Décryptage
Texte: Andrée-Marie Dussault

Les mystères de la très douloureuse endométriose

Elle touche au moins une femme sur dix, peut causer des douleurs importantes et mener à l’infertilité. Pourtant, l’endométriose reste souvent décelée trop tard. Un test salivaire pourrait accélérer son diagnostic.

Un an après ses premières règles, à 12 ans, Madeleine* a commencé à avoir mal au ventre durant ses menstruations. « Je me tordais de douleur et je ressentais de fortes crampes qui m’empêchaient d’aller à l’école, se souvient la jeune femme aujourd’hui âgée de 23 ans. C’est seulement à partir du moment où mon endométriose a été diagnostiquée que mon entourage a compris que je n’exagérais pas. » C’est assez récemment que la médecine a pris conscience que les règles douloureuses peuvent en réalité cacher une pathologie. « En consultation, on a longtemps dit aux femmes concernées que les douleurs liées à leurs règles n’étaient pas graves. On leur prescrivait la pilule, sans chercher la cause du mal », rappelle Chahin Achtari, médecin-chef au Service de gynécologie du CHUV. Le dépistage de l’endométriose s’est aujourd’hui systématisé.
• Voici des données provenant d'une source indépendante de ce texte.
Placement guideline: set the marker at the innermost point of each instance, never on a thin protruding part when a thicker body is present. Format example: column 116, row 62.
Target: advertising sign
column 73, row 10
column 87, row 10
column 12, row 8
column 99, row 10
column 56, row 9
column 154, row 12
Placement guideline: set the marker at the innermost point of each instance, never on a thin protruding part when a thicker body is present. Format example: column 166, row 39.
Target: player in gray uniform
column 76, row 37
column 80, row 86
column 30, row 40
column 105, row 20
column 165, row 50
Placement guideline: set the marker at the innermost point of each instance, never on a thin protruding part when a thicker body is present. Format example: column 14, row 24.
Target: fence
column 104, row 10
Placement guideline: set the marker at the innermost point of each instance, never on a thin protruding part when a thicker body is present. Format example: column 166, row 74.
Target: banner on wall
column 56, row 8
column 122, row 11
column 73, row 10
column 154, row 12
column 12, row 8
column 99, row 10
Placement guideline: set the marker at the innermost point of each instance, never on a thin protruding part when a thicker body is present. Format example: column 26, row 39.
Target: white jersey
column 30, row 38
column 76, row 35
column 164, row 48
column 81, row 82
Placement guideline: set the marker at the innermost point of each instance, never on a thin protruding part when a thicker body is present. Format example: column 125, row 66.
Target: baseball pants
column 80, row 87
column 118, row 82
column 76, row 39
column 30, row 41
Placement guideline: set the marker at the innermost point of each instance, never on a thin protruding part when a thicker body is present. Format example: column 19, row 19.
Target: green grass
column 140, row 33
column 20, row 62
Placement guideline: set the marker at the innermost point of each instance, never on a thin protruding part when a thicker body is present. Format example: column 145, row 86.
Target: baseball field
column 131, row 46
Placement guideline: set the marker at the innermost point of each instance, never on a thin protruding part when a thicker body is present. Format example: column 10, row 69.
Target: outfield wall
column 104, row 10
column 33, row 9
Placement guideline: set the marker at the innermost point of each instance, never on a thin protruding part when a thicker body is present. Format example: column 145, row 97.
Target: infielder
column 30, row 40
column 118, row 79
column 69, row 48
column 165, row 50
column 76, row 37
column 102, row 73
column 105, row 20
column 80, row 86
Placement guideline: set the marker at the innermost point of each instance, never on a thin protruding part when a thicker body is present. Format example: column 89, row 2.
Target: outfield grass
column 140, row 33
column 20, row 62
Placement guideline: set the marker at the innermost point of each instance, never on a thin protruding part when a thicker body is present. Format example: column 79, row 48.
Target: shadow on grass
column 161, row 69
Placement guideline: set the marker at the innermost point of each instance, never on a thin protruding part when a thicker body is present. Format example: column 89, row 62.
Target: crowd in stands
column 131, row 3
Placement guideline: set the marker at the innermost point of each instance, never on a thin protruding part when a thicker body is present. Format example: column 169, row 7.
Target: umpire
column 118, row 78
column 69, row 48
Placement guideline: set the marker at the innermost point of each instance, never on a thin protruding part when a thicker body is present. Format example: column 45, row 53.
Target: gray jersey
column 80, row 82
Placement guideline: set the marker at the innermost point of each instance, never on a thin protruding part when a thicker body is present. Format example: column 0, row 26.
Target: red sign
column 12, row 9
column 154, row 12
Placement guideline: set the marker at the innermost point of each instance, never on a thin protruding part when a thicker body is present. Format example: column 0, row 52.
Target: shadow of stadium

Selon l’OMS, l’endométriose touche une femme sur dix en âge de procréer. La maladie est provoquée par une prolifération anormale de l’endomètre, la muqueuse de l’utérus, en dehors de sa cavité. Si son origine reste mystérieuse, la diversité des symptômes dépasse largement les solutions thérapeutiques disponibles actuellement. « Les symptômes varient selon les endroits où s’implantent les cellules de l’endomètre, précise Chahin Achtari. Si elles sont présentes sur les parois du vagin, il peut y avoir des douleurs lors des rapports sexuels. Si les cellules de l’endomètre s’infiltrent dans le rectum, il peut y avoir des douleurs, voire des saignements, lors du passage des selles. Ces sensations sont souvent cycliques et empirent systématiquement les jours précédant les règles puis pendant les règles. »
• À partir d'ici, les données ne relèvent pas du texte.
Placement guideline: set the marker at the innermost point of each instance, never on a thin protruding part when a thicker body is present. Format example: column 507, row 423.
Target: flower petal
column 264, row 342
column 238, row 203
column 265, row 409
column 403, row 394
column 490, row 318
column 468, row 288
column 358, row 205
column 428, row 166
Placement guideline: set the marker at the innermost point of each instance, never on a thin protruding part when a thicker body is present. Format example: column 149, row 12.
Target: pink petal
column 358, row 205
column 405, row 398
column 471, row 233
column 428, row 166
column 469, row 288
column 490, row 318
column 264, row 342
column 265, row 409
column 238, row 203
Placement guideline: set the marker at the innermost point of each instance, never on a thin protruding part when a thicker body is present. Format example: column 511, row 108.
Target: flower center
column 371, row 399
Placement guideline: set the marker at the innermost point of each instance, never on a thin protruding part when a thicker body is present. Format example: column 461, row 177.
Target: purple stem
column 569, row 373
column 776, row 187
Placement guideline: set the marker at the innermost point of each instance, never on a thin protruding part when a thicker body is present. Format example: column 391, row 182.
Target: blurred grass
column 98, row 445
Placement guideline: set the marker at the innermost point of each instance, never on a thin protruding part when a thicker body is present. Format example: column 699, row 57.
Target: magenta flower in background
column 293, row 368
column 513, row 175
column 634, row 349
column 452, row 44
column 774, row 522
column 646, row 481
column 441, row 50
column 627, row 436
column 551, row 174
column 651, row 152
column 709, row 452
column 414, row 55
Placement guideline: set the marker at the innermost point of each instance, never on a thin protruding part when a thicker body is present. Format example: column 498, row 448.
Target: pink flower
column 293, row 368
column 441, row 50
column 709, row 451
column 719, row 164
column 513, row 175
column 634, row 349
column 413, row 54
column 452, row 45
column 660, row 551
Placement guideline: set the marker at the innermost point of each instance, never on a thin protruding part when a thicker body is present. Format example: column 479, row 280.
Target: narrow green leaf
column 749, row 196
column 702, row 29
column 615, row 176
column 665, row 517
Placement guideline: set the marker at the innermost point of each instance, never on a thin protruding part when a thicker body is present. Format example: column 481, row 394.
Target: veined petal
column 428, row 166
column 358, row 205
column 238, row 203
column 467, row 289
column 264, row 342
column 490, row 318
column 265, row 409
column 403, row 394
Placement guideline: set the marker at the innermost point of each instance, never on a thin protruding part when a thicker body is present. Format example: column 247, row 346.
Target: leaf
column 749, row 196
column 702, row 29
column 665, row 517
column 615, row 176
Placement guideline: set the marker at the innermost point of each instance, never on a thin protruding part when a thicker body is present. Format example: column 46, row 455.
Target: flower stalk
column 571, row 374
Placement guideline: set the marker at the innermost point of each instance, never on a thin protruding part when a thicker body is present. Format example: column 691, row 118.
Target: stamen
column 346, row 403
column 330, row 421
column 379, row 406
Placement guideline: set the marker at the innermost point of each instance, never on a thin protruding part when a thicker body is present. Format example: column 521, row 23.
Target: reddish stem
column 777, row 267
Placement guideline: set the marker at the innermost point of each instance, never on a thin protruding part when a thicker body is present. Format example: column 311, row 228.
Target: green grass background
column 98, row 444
L’hypothèse de la menstruation rétrograde

Les personnes touchées par l’endométriose n’ont pas un profil particulier. « Dans certaines familles, elle est plus présente, mais on ne sait pas encore si cela est attribuable à des raisons génétiques, épigénétiques ou à des causes extérieures », indique Chahin Achtari. Les causes exactes restent une énigme pour le corps médical. L’hypothèse la plus partagée est qu’elle serait attribuable à la menstruation rétrograde. Lors des menstruations, qui sont normalement évacuées par le col de l’utérus, du sang reflue vers la cavité abdominale, emportant au passage des cellules de l’endomètre vers le ventre. « Les cellules s’implantent alors sur la surface du péritoine – la membrane qui tapisse l’abdomen, le pelvis et les viscères – et, comme une graine, arrosées par la douche hormonale, elles poussent. » Cette hypothèse ne convainc qu’une partie des spécialistes. « Elle n’explique pas toutes les formes d’endométriose, comme celles dans la zone thoracique ou du rétropéritoine isolé », fait valoir Nicola Pluchino, anciennement responsable du Centre d’endométriose des Hôpitaux universitaires genevois (HUG) et désormais médecin-adjoint au CHUV. Un autre enjeu majeur de l’endométriose est son impact sur la fertilité. D’après l’association EndoFrance, 30 à 40% des personnes touchées par la maladie sont confrontées à des problèmes d’infertilité. Des recherches sont menées à ce sujet, notamment à Genève. « Nous avons créé un lien fort entre les gynécologues et les médecins qui s’occupent de la fécondation in vitro », indique Nicola Pluchino.

Le manque de traitements

La prise en charge varie selon les symptômes. « Les solutions qui n’impliquent pas une intervention ont pour but de supprimer les douleurs, ou au moins de les réduire, à l’aide d’un traitement hormonal, une pilule contraceptive ou un stérilet à hormones », explique le médecin, soulignant que ces techniques ne guérissent pas la maladie. La laparoscopie, une intervention chirurgicale à l’aide d’un instrument muni d’une petite caméra, permet d’examiner la cavité abdominale et d’enlever les lésions pathologiques. Pour Chloé*, 27 ans, chercheuse à l’université, ses menstruations qui ont débuté à 14 ans se sont toujours accompagnées de grandes douleurs. « Mon endométriose n’avait pas encore été diagnostiquée. Une pilule microdosée m’avait été prescrite à 15 ans comme moyen de contraception. J’ai eu nettement moins de douleurs, mais au bout de quelque temps, elles sont revenues. »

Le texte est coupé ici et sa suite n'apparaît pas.